Cumhurbaşkanı Erdoğan, tozlu raflarda kalan projeleri bir bir tamamladıklarını belirterek "Bunlardan, 150 yıllık hayal olan Çine Adnan Menderes Barajı, Konya Ovası'nın asırlık rüyası Mavi Tünel Projesi, Asrın Projesi olarak adlandırdığımız Kuzey Kıbrıs Türk Cumhuriyeti Su Temin Projesi, sınıfında dünyanın en büyük barajı Ilısu Prof. Dr. Veysel Eroğlu Barajı ve Hidroelektrik Santrali, ülkemizin en yüksek 3 barajı olan Yusufeli, Deriner ve Ermenek barajları gurur abidelerimiz oldu" dedi.

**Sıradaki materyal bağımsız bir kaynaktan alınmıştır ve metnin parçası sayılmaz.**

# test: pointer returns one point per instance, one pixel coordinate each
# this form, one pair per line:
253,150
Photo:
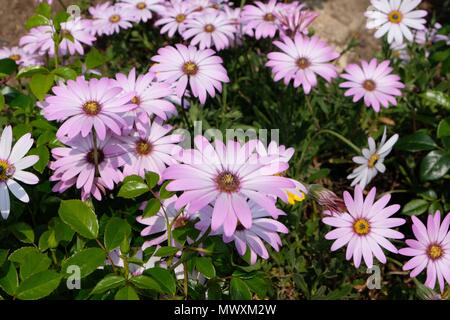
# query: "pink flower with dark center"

22 yılda yeni baraj ve göletler inşa ederek 50 milyar metreküplük suyu depoladıklarını ve depolanan su miktarını 184 milyar metreküpe çıkardıklarını ifade eden Cumhurbaşkanı Erdoğan, "24 milyon dekar alanı sulamaya açarak sulama alanımızı 72 milyon dekara çıkardık. Tüm bu projelerle yıllık 200 milyar lira tutarında zirai gelir artışı sağladık. Arazi toplulaştırmasında büyük bir ilerleme kaydederek 76 milyon dekar alanda toplulaştırma çalışması yaptık. Yerli ve temiz enerji kaynağı olan hidroelektrik santralleriyle 45 milyar kilovatsaatlik üretim kapasitemizi 112 milyar kilovatsaate çıkardık. İçme suyu temini için '81 İl İçme Suyu Eylem Planı' hazırlayarak 2040, 2050 ve 2071 yıllarına kadar tüm illerimizin su ihtiyaçlarını ayrı ayrı projelendirdik. Yeni projelerimizle 3,4 milyar metreküp içme suyu temin ettik" diye konuştu.
“ADİL VE VERİMLİ KAYNAK YÖNETİMİNİ HAYATIN HER ALANINA YAYMAYI SÜRDÜRECEĞİZ”
Cumhurbaşkanı Erdoğan, yer altı su kaynaklarının korunması için depolama ve suni besleme tesislerini de yine kendilerinin hayata geçirdiklerini vurgulayarak sözlerini şöyle tamamladı: "Taşkın koruma tesislerimizle milletimizin can ve mal güvenliğini sağlamaya yönelik önemli adımlar attık. Tüm bu alanlarda toplam 10 bin 657 tesisi hizmete alarak 2,4 trilyon liralık tarihî yatırımlar gerçekleştirdik. Artık hamdolsun 'Suya Yön Veren Politikalarla' güçlü bir şekilde 'Su akar, Türk yapar' diyebiliyoruz. Bundan sonra da Türkiye'nin kaynaklarını en verimli şekilde kullanmaya, ekonomimize kazandırmaya devam edeceğiz. Hiçbir kaynağımızı israf etmeyerek adil ve verimli kaynak yönetimini hayatın her alanına yaymayı sürdüreceğiz. Birileri gibi tutulmayan sözlerle, boş vaatlerle değil, eserlerimizle ve hizmetlerimizle konuşmaya devam edeceğiz. Bugün açılışını yaptığımız 564 yeni tesisimizin bir kez daha hayırlı olmasını diliyorum. Tarım ve Orman Bakanlığımıza, Devlet Su İşleri Genel Müdürlüğümüze, yüklenici firmalarımıza ve tesislerin yapımında emeği geçen tüm kardeşlerime tekrar teşekkür ediyorum."